Elle se rendit donc à la convocation en question, par un bel après-midi de mars. Situé dans une zone périurbaine refaite récemment, une zone industrielle dont le bitume ne laissait aucunement planer le doute d'un seul pissenlit, le Pôle Emploi de la ville trônait, flambant neuf face au rond-point lui aussi immaculé. Résolument isolé de la ville, il se trouvait à proximité de l'avant-dernière station de bus, de façon à ce que le futur employé se mette au parfum comme il se doit de ses futurs déplacements domicile-travail. 

L'établissement était donc flambant neuf. Lorsqu'elle arriva, on la pria prestement de se plier au dernier rituel social en date : le liquide hydroalcoolique sur les mains, qui parachevait l'aseptisation à l'œuvre, dans ce pays ou en occident en général depuis le début de l'ère industrielle. Elle pensa aux plantes face à la maladie : survivaient-elles en fuyant les bactéries et les virus ? Bien sûr qu'elles ne le pouvaient pas. Elle y étaient exposées et c'est cela précisément qui leur permettait de s'en immuniser. 

La mécanique de l'établissement était calibrée. Tout y était conçu pour que chaque chose soit à sa place et que chaque chômeur aussi, dans ce que d'aucun aimait à appeler "la société". Un "conseiller", pour reprendre l'intitulé exact du poste qu'occupait l'homme d'une quarantaine d'années qui lui faisait face, s'empressa de lui fournir les informations nécessaires en vue d'éviter toute gabegie de gel. Le protocole était le suivant : il fallait se contenter de placer les mains en les joignant sous l'appareil, car celui-ci était automatisé, optimisé pour que tout contact avec l'appareil en question soit exclu. Mais il était déjà trop tard, le mal était fait. Et la jeune femme un peu écervelée avait déjà usé et abusé de la situation. L'homme, d'un ton résolu, le lui fit remarquer, sur un ton résolu, avant de clore sa phrase par un "tant pis" empreint de lassitude. Il lui demanda son nom, qu'il cocha sur une liste de papier, celle des invités au bal des conseillers, à la valse des chômeurs se présentant un à un afin de justifier de l'avancement de leurs pérégrinations. 

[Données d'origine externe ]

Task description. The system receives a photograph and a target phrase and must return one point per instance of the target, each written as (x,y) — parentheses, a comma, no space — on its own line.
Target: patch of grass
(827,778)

Après avoir scrupuleusement suivi le circuit d'entrée dans les locaux, elle fut invitée à aller s'asseoir dans un vestibule qui donnait sur les nombreux box depuis lesquels s'activaient les "conseillers", rivés sur leurs postes de travail, les yeux à cheval sur deux écrans en simultané, retranscrivant leurs directives à une âme égarée. "Le contexte de la crise sanitaire fait que votre secteur est bouché, il faudra donc réorienter votre PPE car nous ne serons pas en mesure de vous proposer d'offres dans l'immédiat." Un autre invitait avec douceur une jeune fille à sélectionner les compétences exposées dans son CV en fonction de la vocation de celui-ci. Patientant sur une chaise de plastique, derrière les parois de plexiglas réglementaires, elle élaborait dans sa tête une histoire qui pu tenir debout en vue d'expliciter le pourquoi du comment de son inactivité, qui dans 5 minutes, allait apparaître noir sur blanc sur l'écran de l'ordinateur de sa conseillère attitrée. 

"Je vous ai convoqué afin de faire le point sur votre suivi concernant le programme de mobilités internationales qui a pris fin." Commença t-elle d'un ton monocorde, les mains jointes sur son tapis de bureau, la regardant sans la regarder. 

"J'ai eu des échos de mes collègues de Bordeaux concernant un premier entretien... Vous étiez à Barcelone sans l'avoir signalé. Alors, vous avez le droit d'effectuer des recherches à l'étranger, mais tant que vous êtes inscrite à Pôle emploi et bénéficierez de financements -que ce soit par notre organisme ou la région- vous êtes dans l'obligation de signaler vos déplacements. J'aurais également voulu savoir ce qu'il s'était passé ?" Elle se redressa légèrement dans son fauteuil à roulettes. Elle portait un tee-shirt à manches longues noir, parsemé de fines fleurs roses, rouges et blanches. En vérité il s'agissait plus exactement d'une tunique. Elle aussi du rose. Une chemise, qu'elle avait associé avec des chaussettes ornées de fraises qui rappelait les motifs de cette tunique, justement. 

"Il s'est passé que j'ai fait comprendre à cette personne que je n'avais pas besoin du cadre de Pôle emploi pour faire mes propres recherches. J'ai eu l'opportunité de partir à Barcelone et l'ai saisi, naturellement." Mentit-elle. 

Elle était en réalité partie à Barcelone pour prendre un peu de bon temps -le temps de prendre un autre avion pour le Maroc où elle retrouverait son copain. 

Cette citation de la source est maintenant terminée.